Autophagy is a process in which cellular components such as proteins and damaged mitochondria are engulfed by autophagosomes and delivered to lysosomes to be degraded and recycled in order to maintain cellular homeostasis. Autophagy has been widely studied as a mechanism for anti-aging effects and in alleviating age-related diseases. Recent studies have indicated that autophagy is required for maintaining the stemness and differentiation capacity of stem cells. It has been reported that autophagy is a crucial mechanism in the maintenance of the young state of satellite cells, and failure of autophagy causes declines in the number and function of satellite cells. Autophagy can protect BMMSCs from oxidative stress, which indicates that autophagy plays a protective role in cell aging. Conversely, autophagy also has been proven to be a requirement for maintenance of replicative senescence of MSCs. Therefore, whether and how autophagy regulates MSC aging remains unclear.

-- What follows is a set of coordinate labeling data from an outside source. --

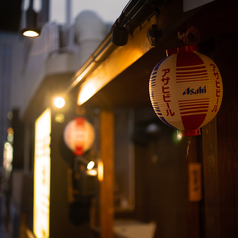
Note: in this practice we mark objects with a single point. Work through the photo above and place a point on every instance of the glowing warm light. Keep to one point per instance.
(30, 33)
(42, 162)
(59, 102)
(90, 165)
(100, 171)
(92, 172)
(179, 135)
(87, 91)
(7, 156)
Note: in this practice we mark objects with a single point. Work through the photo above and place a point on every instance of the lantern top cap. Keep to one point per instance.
(181, 49)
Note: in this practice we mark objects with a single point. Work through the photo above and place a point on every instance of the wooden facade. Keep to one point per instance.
(159, 170)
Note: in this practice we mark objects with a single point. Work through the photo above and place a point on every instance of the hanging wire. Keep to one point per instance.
(188, 146)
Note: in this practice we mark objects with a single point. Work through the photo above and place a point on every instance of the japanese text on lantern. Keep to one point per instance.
(166, 91)
(218, 86)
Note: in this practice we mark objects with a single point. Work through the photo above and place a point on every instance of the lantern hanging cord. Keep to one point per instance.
(188, 146)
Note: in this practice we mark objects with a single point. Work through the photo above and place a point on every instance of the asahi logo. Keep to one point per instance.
(191, 91)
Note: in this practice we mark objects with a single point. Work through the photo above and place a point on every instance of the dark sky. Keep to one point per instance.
(10, 15)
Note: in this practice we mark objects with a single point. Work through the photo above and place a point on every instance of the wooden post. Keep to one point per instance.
(107, 183)
(194, 188)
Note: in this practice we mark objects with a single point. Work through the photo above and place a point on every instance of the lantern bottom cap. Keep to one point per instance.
(194, 132)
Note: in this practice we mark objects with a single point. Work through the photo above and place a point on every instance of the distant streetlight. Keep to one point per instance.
(31, 29)
(59, 102)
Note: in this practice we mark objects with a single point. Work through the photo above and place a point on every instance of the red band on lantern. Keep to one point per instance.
(80, 127)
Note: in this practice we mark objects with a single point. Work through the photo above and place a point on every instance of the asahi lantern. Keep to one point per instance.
(186, 89)
(79, 135)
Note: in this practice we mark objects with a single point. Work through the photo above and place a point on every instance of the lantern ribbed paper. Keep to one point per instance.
(186, 89)
(79, 135)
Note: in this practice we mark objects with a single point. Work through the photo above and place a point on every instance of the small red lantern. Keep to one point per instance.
(79, 135)
(186, 89)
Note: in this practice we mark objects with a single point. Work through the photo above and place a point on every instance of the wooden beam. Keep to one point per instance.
(107, 182)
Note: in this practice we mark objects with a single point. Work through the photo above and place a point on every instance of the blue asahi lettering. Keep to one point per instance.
(191, 91)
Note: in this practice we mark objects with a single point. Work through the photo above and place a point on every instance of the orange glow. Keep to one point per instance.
(30, 33)
(100, 171)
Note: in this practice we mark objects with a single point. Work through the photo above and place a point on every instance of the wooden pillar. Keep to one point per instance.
(107, 183)
(227, 136)
(194, 188)
(210, 176)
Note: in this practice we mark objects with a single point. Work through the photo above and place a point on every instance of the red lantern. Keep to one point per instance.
(186, 89)
(79, 135)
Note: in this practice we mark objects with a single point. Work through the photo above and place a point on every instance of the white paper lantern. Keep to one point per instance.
(186, 89)
(79, 135)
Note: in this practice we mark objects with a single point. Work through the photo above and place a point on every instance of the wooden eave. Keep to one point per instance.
(123, 80)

Bone marrow-derived mesenchymal stem cells have been regarded as the main source of osteoblasts for skeletal repair. It has been reported that degenerative changes of BMMSCs in humans and rodents during aging are associated with bone aging. Bone marrow-derived mesenchymal stem cells tend to partially lose their self-renewal capacity and differentiate into adipocytes instead of osteocytes with aging, which causes bone loss and fat accumulation. Our findings showed that aged BMMSCs had decreased osteogenesis, elevated adipogenesis and decreased proliferation compared with young BMMSCs; these results are in line with the previous findings.
We speculate that decreased autophagy in aged BMMSCs might be one of the causes of degenerative changes of aged BMMSCs, and bone loss by decreased autophagy could be a potential new mechanism of bone aging. The results of the manipulation of autophagy in both young BMMSCs and aged BMMSCs confirmed our speculations. As an autophagy inhibitor, 3-MA was used on young BMMSCs; the results showed that inhibition of autophagy not only reduced osteogenesis and promoted adipogenesis but also inhibited proliferation of young BMMSCs, which indicated that decreased autophagy could turn young cells into an aged state with degenerative properties. Meanwhile, the autophagy inducer rapamycin could partially convert aged BMMSCs to a young state by increasing osteogenesis, reducing adipogenesis and promoting proliferation. In summary, we conclude that activation of autophagy can restore degenerative properties of aged BMMSCs via regulating oxidative stress and p53 expression.